Himrod St. Assoc., L.P. v. Andrews

2024 NY Slip Op 50312(U)
CourtCivil Court Of The City Of New York, Kings County
DecidedMarch 21, 2024
StatusUnpublished
Cited by1 cases

This text of 2024 NY Slip Op 50312(U) (Himrod St. Assoc., L.P. v. Andrews) is published on Counsel Stack Legal Research, covering Civil Court Of The City Of New York, Kings County primary law. Counsel Stack provides free access to over 12 million legal documents including statutes, case law, regulations, and constitutions.

Bluebook
Himrod St. Assoc., L.P. v. Andrews, 2024 NY Slip Op 50312(U) (N.Y. Super. Ct. 2024).

Opinion

Himrod St. Assoc., L.P. v Andrews (2024 NY Slip Op 50312(U)) [*1]
Himrod St. Assoc., L.P. v Andrews
2024 NY Slip Op 50312(U)
Decided on March 21, 2024
Civil Court Of The City Of New York, Kings County
Basu, J.
Published by New York State Law Reporting Bureau pursuant to Judiciary Law § 431.
This opinion is uncorrected and will not be published in the printed Official Reports.


Decided on March 21, 2024
Civil Court of the City of New York, Kings County


Himrod Street Associates, L.P., Petitioner,

against

Shaquana Andrews, Respondent(s).




Index No. LT-319026-22/KI

Attorneys for Petitioner
Lazarus Karp Ehrlich McCourt, LLP
Seven Penn Plaza 370 Seventh Avenue, Suite 720
New York, NY 10001
(212) 564-1250

Attorneys for Respondent
Brooklyn Defender Services
177 Livingston Street, 7th Floor
Brooklyn, NY 11201
(718) 254-0700 Shantonu J. Basu, J.

As required by CPLR § 2219(a), the following is a recitation of the papers considered in the review of motion sequence 2.

PAPERS NUMBERED
Notice of Motion, Affidavit/Affirmation & Exhibits 1, NYSCEF # 12-16
Affirmation/Affidavit in Opposition & Exhibits 2, NYSCEF # 20-25
Affirmation in Reply 3, NYSCEF # 26

For the reasons stated below, the court grants Petitioner's motion sequence 2 in part. The court notes that NYSCEF lists this motion as "sequence 2," although there is no "sequence 1."
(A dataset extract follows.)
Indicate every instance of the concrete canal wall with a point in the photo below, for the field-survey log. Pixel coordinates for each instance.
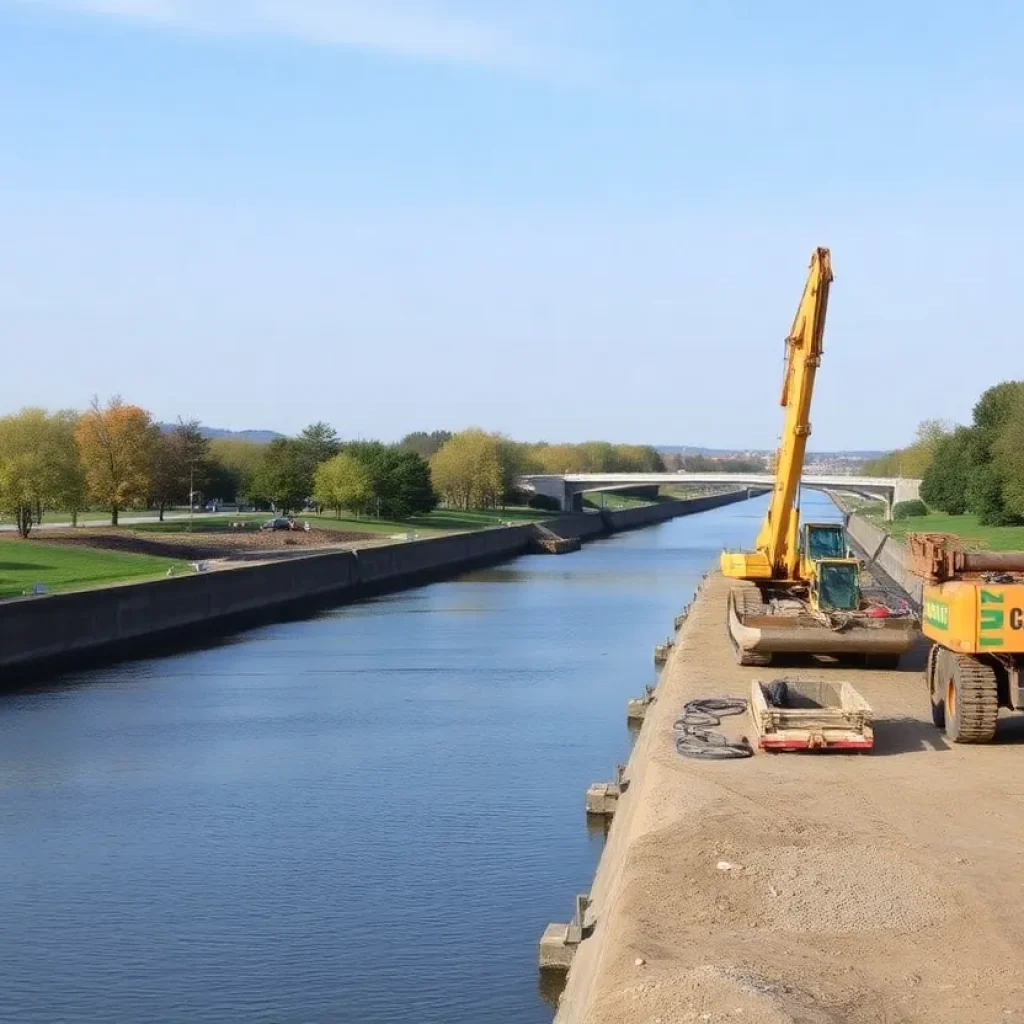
(67, 628)
(891, 556)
PROCEDURAL AND FACTUAL BACKGROUND

This is a summary nonpayment proceeding concerning a rent-stabilized apartment.

In February 2023, the proceeding was settled without a final judgment by way of a two-attorney stipulation that called for payment of $6,802.52 as all rent due through February 2023.
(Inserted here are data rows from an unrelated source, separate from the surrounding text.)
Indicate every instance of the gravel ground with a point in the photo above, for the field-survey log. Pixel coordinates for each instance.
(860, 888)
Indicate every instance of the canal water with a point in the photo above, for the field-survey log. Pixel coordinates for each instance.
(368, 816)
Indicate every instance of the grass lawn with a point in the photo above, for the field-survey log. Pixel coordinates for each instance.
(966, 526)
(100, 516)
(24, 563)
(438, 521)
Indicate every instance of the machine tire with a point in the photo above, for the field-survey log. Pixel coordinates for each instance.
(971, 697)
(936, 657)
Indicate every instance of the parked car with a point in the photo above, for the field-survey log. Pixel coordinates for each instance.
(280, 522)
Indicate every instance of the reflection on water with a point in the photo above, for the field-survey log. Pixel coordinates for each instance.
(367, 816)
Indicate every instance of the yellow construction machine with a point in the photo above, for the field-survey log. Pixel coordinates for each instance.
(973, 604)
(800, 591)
In April of 2023, Petitioner moved the court for a final judgment, alleging that Respondent did not pay as contemplated by the stipulation. After adjournments, Respondent's [*2]attorney filed opposition.

Respondent's opposition states that HRA approved Respondent for a grant, colloquially known as a "One Shot Deal," for $6,802.52 and sent two checks to Petitioner for $1,831.36 and $4,971.16.

The check for $1,831.36 was not cashed. The check for $4,971.16 was. The problem is that Petitioner states that it did not cash this second check.

As part of her opposition, Respondent attached a copy of the negotiated check (NYSCEF # 22). The check was made out to "Himrod St Assocs LP." However, the person who endorsed the check seems to be named "James Cortez."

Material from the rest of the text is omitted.